AVRUPA’NIN GÖÇMENLERE KARŞI TUTUMU
Avrupa’nın göçmenler konusundaki tavrını eleştiren Soylu, “Politikaları, kendilerine yaklaştırmamaktı. Kıtaya ayak basmalarına müsaade etmemeye gayret ettiler. Buna izin veren hükumetlerle kendi içlerinde kavga ettiler. Bütün çağrılara kulak tıkadılar ya da yaklaştırmama çerçevesinde sözde çareler ürettiler. Sen Libya’da çetecilerle anlaştın, Avrupa’ya oradan kaçak göç gelmesin diye çetecilere onları en ilkel sözde hapishanelerde tutturdun, işkence ettin. Sonra ‘Buradan gelirlerse işkenceyi görürler. O nedenle bu hattı kullanmayın, Avrupa’ya gelmeyin’ korkusunu yarattın. Bunun parasını, çetecilere AB fonlarından verdin. Hani işkence yoktu, hani insan hakları! Orada illegal şekilde bu meseleyi yapanlar tarih önünde de mahkeme önünde de hesap verecek. Avrupalı olmak Batılı olmak bunlardan yoksun kılınmak anlamına gelmez. İnsanlık adına bunun hesabını soracağız” diye konuştu. Soylu, 2017’de 175 bin düzensiz göçmen yakaladıklarını anımsatarak, 2018’de bu rakamın 268 bin olduğunu, 2019’da da bu zamana kadar 385 bine ulaştığını kaydetti.
‘KAYNAĞINDA TEDBİR ALALIM’ DİYE UYARDIK
2016’dan beri Batıya ciddi Afgan göçüyle karşı karşıya olduklarını aktaran Soylu, şöyle devam etti: “2 milyon da İran da var. ‘Buna kaynağında tedbir alalım’ diye defalarca söyledim. İçişleri Bakanı olarak kendi arkadaşlarımdan daha çok Pakistan ve Afganistanlı mevkidaşlarımla görüşüyorum, meseleyi kaynağında durdurabilmek için. Bu yıl kaçak göç yakalamamız 370 bine vardı. Bu basit bir operasyon değil. Bugüne kadar bunun 80 binini geri gönderdik. Yakalayacaksın, geri gönderme merkezine göndereceksin, uçak biletini alacaksın, orayla anlaşacaksın, seyahat belgesini alacaksın, sana izin verecek, ülkesine geri göndereceksin. Bunların her biri bir operasyon. Bu yıl 400 bini aşacakmış gibi görünüyor. Bu artış aynı zamanda kronik problemlere de bir işaret. Batı ne bu insanları ne de orada oluşturduğu problemi görmek istemiyor. Avrupalı da Amerikalı da bu işin ceremesini bizim kadar çekmek zorunda. Çünkü göçe kaynaklık eden ülkeleri o hale biz getirmedik.”

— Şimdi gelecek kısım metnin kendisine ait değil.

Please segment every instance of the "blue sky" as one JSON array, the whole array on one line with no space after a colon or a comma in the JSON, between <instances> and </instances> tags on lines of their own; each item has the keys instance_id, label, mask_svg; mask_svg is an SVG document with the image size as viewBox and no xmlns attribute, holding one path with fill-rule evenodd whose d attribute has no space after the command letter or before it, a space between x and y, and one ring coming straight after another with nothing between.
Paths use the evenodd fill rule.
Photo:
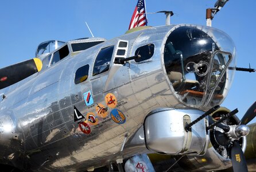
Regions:
<instances>
[{"instance_id":1,"label":"blue sky","mask_svg":"<svg viewBox=\"0 0 256 172\"><path fill-rule=\"evenodd\" d=\"M68 41L94 36L106 39L128 29L137 0L2 1L0 5L0 68L34 57L41 42ZM211 0L146 0L148 13L172 10L172 24L205 25L205 10ZM230 0L212 21L212 26L227 33L237 50L237 66L256 68L256 1ZM165 25L162 14L148 14L148 25ZM229 94L222 105L238 108L241 119L256 100L256 73L236 72ZM256 119L250 123L256 122Z\"/></svg>"}]
</instances>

HAYRETLE TAKİP EDİLEN BİR GÖÇ POLİTİKASI YÖNETİYORUZ
Geçici koruma statüsündeki sığınmacıların hangi ile yerleştirileceğine dair belli parametreler olduğunu aktaran Bakan Soylu, Türkiye’nin 4 milyon insanı başarılı şekilde karşıladığını ve süreci başarılı yürüttüğünü söyledi. Soylu, Suriyelilerin geldikleri andan itibaren bütün kimliklendirme çalışmalarının yapıldığını dile getirerek, “İlk geldikleri anda bütün biyometrik verileri alındı. Artı bütün çocuklarının kayıtları alındı. Aşıları birebir takip edildi. Eğitimleri takip edildi. Dünyanın hayretle takip ettiği bir göç politikası yönetiyoruz. İlkokullaşma oranı yüzde 96’nın üzerinde. Bu, onların bu topraklarda bu ülkenin kurallarına uymaları açısından önemli bir süreç” diye konuştu.
İstanbul’un Suriyeli alma kapasitesini 567 binde durdurduklarını kaydeden Soylu, yeni kayıtlara şehri kapattıklarını söyledi. Soylu, İstanbul’daki Suriyeli sayısının 549 bin olduğunu vurgulayarak, “İstanbul’dan 190 bin kişiyi gönderdik” dedi.